$$\sum\frac{(-1)^n}{\sqrt{n+1}} \text{and} \sum\frac{1}{\sqrt{n+1}}$$
The first one is an alternating series, so it would just be:
$$\sum (-1)^n\frac{1}{\sqrt{n+1}}\Rightarrow \;^\lim_{n\rightarrow\infty}\frac{1}{\sqrt{n+1}} \Rightarrow \frac{\frac1n}{\sqrt{1+\frac1n}}\Rightarrow \frac{0}{1}=0 = \text{convergent}$$
But for the second one I'm confused a little:
$$^\lim_{n\rightarrow\infty}\frac{1}{\sqrt{n+1}} \Rightarrow \frac{\frac1n}{\sqrt{1+\frac1n}}\Rightarrow \frac{0}{1}=0 = \text{convergent}$$
or
$$\sum\frac{1}{\sqrt{n+1}} \lt \frac{1}{\sqrt{n}}\Rightarrow\frac{1}{n^{1/2}} = \text{p-series}\frac12\lt1 = \text{divergent}$$
Is the second series convergent or divergent, and by what test(s)?

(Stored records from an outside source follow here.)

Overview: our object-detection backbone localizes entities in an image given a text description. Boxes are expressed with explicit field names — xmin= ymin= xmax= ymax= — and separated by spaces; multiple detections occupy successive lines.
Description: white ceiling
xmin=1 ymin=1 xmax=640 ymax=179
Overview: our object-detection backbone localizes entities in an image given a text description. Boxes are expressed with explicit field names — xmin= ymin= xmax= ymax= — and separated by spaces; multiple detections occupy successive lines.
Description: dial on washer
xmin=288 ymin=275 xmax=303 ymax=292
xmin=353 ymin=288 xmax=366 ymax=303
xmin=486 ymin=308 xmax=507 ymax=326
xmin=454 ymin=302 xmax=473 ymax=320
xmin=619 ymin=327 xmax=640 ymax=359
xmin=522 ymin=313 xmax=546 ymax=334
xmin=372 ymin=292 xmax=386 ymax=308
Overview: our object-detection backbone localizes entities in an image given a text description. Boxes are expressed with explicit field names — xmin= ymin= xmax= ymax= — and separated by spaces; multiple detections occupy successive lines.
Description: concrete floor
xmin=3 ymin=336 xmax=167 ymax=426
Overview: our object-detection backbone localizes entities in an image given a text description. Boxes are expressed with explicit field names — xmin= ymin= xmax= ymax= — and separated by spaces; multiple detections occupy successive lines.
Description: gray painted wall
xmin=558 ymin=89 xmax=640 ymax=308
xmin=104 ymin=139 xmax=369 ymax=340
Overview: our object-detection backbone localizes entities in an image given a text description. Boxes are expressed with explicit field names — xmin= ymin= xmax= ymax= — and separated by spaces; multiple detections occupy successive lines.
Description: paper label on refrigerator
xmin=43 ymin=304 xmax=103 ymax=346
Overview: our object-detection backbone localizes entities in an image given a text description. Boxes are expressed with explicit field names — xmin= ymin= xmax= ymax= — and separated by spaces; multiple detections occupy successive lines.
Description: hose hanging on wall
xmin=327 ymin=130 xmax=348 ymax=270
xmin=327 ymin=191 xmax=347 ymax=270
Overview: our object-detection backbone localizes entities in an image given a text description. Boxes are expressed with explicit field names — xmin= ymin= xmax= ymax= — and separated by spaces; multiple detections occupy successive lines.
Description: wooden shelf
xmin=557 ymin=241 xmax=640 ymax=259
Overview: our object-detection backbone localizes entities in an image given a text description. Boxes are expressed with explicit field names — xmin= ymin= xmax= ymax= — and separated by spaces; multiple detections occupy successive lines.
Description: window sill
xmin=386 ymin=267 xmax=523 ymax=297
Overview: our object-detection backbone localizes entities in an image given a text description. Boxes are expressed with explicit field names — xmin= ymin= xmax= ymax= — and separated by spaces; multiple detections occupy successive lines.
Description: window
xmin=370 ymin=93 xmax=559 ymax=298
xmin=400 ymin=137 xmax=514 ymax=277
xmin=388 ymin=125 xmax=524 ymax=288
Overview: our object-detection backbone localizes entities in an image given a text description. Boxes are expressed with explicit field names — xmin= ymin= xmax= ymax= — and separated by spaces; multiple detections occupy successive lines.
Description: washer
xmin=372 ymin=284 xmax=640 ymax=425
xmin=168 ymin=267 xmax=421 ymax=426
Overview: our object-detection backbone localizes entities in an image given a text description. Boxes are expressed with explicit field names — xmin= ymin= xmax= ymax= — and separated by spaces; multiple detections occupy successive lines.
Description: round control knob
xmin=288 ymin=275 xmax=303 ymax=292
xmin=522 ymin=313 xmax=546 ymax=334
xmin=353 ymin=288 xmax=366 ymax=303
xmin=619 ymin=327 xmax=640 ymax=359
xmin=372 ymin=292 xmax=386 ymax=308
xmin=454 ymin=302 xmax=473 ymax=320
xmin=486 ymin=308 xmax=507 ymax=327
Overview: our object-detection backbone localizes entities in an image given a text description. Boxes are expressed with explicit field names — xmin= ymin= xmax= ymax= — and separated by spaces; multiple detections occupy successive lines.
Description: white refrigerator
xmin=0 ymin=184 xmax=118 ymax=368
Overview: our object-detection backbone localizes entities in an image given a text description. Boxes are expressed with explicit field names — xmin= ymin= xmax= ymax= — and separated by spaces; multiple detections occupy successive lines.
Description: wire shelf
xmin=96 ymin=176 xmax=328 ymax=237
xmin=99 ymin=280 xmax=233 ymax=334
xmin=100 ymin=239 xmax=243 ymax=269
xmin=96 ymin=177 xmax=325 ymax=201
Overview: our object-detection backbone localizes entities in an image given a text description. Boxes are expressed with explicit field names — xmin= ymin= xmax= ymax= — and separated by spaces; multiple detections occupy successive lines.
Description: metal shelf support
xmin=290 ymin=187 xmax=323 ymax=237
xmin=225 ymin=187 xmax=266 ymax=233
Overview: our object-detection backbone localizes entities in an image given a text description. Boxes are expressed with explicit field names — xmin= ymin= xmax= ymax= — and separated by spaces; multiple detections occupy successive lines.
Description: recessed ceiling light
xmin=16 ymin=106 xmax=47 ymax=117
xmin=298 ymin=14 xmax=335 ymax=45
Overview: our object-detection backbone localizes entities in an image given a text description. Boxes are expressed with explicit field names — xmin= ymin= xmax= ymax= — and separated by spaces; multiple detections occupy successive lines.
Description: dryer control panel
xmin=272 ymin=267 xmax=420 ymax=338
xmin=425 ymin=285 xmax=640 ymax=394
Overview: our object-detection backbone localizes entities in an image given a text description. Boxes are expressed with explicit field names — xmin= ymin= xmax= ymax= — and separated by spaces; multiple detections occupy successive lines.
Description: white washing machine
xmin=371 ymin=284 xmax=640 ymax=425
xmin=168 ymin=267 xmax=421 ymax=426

Note: in my last example I am comparing the series to a greater/divergent series
Best Answer
You are making a big mistake. The fact that $$\lim\limits_{n\rightarrow \infty}a_n = 0 $$ does not imply that $\sum a_n$ is convergent. On the other hand, if the limit is nonzero, we can conclude that the sum is divergent.
The first series is an alternating series and converges by the Leibniz alternating series test. For the second series compare $$\frac{1}{\sqrt{n+1}}\geq \frac 1n $$ when $n\geq 2$ and $\sum\frac1n$ is the classic example of a divergent series, therefore so is the second series.
ADDED: Since you're confused about the p-test. $$\sum\limits_{n=1}^\infty \frac{1}{\sqrt{n+1}} = \sum\limits_{n=2}^\infty \frac{1}{\sqrt{n}} = \sum\limits_{n=2}^\infty \frac{1}{n^{1/2}}$$ hence the series diverges by the p-test.